The valley of Kashmir is on the boil again. Forsaking the so-called normal routines of their lives, people are on the streets. Not just young men, but even children and women are out, challenging the military might of the Indian state. Any fear of the police and army appears to have been discarded. Police stations and even CRPF camps have been attacked. A popular upsurge, it is energised by mass fury. Forty people have lost their lives in one week at the hands of the Indian security establishment. Hundreds of others have suffered serious eye and other injuries from presumedly ‘non-lethal’ pellets used by the police. While people are out confronting the police, para-military and army, the other organs of the Indian state in Kashmir, the elected government and its bureaucracy, elected members of the legislature, panchayats, etc. are in a rathole, fearing public appearance. It is just the people of Kashmir valley versus the institutions of organised violence of the Indian state.

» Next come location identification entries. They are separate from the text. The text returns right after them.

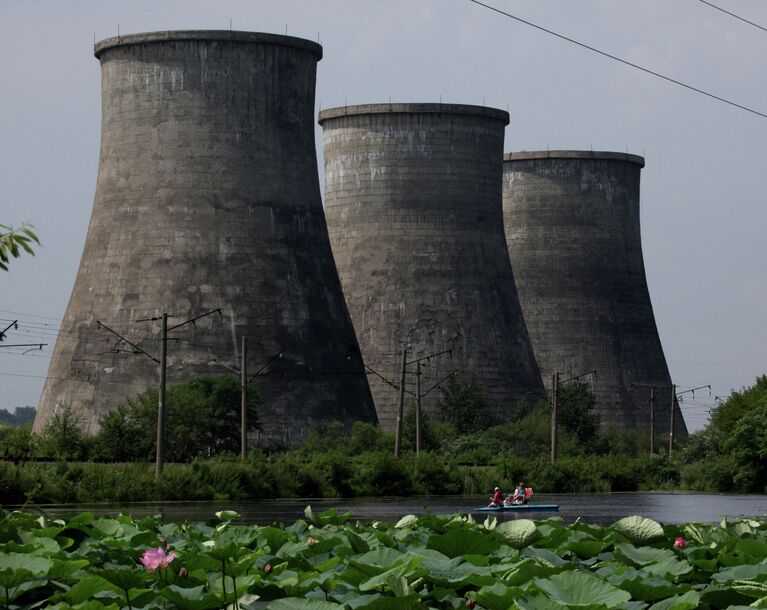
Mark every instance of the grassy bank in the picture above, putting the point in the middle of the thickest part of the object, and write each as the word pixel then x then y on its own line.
pixel 325 474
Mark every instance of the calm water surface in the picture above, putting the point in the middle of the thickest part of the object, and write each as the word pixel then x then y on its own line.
pixel 593 508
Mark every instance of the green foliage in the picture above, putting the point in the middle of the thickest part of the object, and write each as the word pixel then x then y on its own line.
pixel 464 404
pixel 726 416
pixel 325 562
pixel 730 454
pixel 15 241
pixel 430 440
pixel 203 420
pixel 62 437
pixel 16 443
pixel 575 411
pixel 21 416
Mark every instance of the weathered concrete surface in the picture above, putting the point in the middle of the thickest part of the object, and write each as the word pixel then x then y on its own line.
pixel 208 196
pixel 572 227
pixel 413 202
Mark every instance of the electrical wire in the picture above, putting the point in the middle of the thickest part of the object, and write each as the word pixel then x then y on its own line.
pixel 618 59
pixel 719 8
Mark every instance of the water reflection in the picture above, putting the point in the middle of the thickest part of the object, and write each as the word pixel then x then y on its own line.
pixel 602 509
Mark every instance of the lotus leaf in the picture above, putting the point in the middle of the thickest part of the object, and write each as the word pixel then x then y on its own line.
pixel 407 521
pixel 643 555
pixel 639 530
pixel 742 572
pixel 686 601
pixel 462 541
pixel 300 603
pixel 497 596
pixel 519 533
pixel 194 598
pixel 578 589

While the immediate cause of popular anger is the killing of Hizbul Mujahideen militant Burhan Wani, reasons for this anger go much deeper and have a longer history. The stifling and repression of the Kashmiri people’s right to self-determination stands at the root of this conflict. This repression has taken on extreme violent forms. For twenty five years now, the Kashmir valley has been among the most militarised places in the world. More than half a million troops of Indian army and para-military forces have been stationed in the state and its border with Pakistan. Rashtriya Rifles and CRPF camps dot the land scape. Highway checkpoints and random searches are part of everyday life. Thousands of men have disappeared, been picked up by security forces, thrown in the black hole of interrogation camps, often ending up in unmarked graves. The hated AFSPA gives Indian security forces legal cover to assault basic rights of Kashmiris to live a life of elementary dignity. If an average valley resident is alienated from the normal practices of the Indian state such as elections and its administrative initiatives, s/he harbours deep resentment against the presence of Indian security forces in their homeland. This resentment has erupted in mass protests again and again.